Pack Format
All files in the repository except Key and Pack files just contain raw data,
stored as IV || Ciphertext || MAC
. Pack files may contain one or more Blobs of
data.
A Pack’s structure is as follows:
EncryptedBlob1 || ... || EncryptedBlobN || EncryptedHeader || Header_Length
At the end of the Pack file is a header, which describes the content. The header
is encrypted and authenticated. Header_Length
is the length of the encrypted
header encoded as a four byte integer in little-endian encoding. Placing the
header at the end of a file allows writing the blobs in a continuous stream as
soon as they are read during the backup phase. This reduces code complexity and
avoids having to re-write a file once the pack is complete and the content and
length of the header is known.
All the blobs (EncryptedBlob1
, EncryptedBlobN
etc.) are authenticated and
encrypted independently. This enables repository reorganisation without having
to touch the encrypted Blobs. In addition it also allows efficient indexing, for
only the header needs to be read in order to find out which Blobs are contained
in the Pack. Since the header is authenticated, authenticity of the header can
be checked without having to read the complete Pack.

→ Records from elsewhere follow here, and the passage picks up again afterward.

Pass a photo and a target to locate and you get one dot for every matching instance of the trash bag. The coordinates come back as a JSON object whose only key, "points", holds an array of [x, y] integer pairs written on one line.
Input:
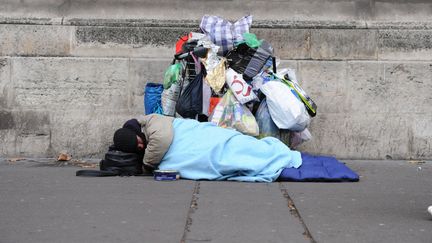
{"points": [[297, 138], [241, 90], [224, 33], [267, 128], [172, 75], [249, 61], [190, 102], [216, 77], [229, 113], [286, 110], [152, 98]]}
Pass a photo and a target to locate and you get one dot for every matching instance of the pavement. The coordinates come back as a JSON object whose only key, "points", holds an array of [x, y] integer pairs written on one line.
{"points": [[41, 200]]}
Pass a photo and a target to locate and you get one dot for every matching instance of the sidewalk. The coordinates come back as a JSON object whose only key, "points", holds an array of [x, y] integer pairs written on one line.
{"points": [[42, 201]]}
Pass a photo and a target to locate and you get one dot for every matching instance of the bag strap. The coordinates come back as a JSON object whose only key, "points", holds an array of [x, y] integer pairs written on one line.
{"points": [[96, 173]]}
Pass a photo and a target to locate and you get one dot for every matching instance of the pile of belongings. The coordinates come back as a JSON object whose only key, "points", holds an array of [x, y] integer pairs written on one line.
{"points": [[227, 76]]}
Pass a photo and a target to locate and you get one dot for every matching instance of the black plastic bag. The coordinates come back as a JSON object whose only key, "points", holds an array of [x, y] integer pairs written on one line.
{"points": [[249, 61], [190, 102]]}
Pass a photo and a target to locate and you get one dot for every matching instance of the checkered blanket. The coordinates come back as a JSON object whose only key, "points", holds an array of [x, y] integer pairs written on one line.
{"points": [[224, 33]]}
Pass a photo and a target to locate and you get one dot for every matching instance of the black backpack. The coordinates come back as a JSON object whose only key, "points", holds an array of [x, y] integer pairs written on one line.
{"points": [[116, 163]]}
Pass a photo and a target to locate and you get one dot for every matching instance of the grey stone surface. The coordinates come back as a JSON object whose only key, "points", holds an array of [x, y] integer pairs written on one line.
{"points": [[287, 43], [264, 215], [154, 42], [41, 200], [344, 44], [326, 83], [50, 204], [35, 40], [361, 136], [70, 83], [5, 82], [404, 44], [174, 9], [387, 205], [143, 71], [390, 87]]}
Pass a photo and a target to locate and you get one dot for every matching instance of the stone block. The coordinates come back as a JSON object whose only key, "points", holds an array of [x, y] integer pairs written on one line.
{"points": [[390, 88], [287, 43], [158, 42], [35, 40], [25, 133], [8, 144], [420, 140], [326, 83], [85, 133], [143, 71], [344, 44], [356, 136], [5, 82], [405, 44], [71, 83]]}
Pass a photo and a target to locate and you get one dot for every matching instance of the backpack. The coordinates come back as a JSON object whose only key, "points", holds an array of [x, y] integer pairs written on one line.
{"points": [[116, 163]]}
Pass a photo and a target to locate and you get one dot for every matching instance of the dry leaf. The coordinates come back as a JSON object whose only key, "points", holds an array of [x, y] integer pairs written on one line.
{"points": [[64, 157]]}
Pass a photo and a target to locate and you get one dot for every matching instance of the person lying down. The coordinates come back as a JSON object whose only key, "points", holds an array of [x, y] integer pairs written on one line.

After decryption, a Pack’s header consists of the following elements:
Type_Blob1 || Data_Blob1 ||
[...]
Type_BlobN || Data_BlobN ||
The Blob type field is a single byte. What follows it depends on the type. The following Blob types are defined:
Type | Meaning | Data |
---|---|---|
0b00 | data blob | Length(encrypted_blob) or Hash(plaintext_blob) |
0b01 | tree blob | Length(encrypted_blob) or Hash(plaintext_blob) |
0b10 | compressed data blob | Length(encrypted_blob) or Length(plaintext_blob) or Hash(plaintext_blob) |
0b11 | compressed tree blob | Length(encrypted_blob) or Length(plaintext_blob) or Hash(plaintext_blob) |
This is enough to calculate the offsets for all the Blobs in the Pack. The
length fields are encoded as four byte integers in little-endian format. In the
Data column, Length(plaintext_blob)
means the length of the decrypted and
uncompressed data a blob consists of.
All other types are invalid, more types may be added in the future. The compressed types are only valid for repository format version 2. Data and tree blobs may be compressed with the zstandard compression algorithm.
In repository format version 1, data and tree blobs should be stored in separate pack files. In version 2, they must be stored in separate files. Compressed and non-compress blobs of the same type may be mixed in a pack file.
For reconstructing the index or parsing a pack without an index, first the last four bytes must be read in order to find the length of the header. Afterwards, the header can be read and parsed, which yields all plaintext hashes, types, offsets and lengths of all included blobs.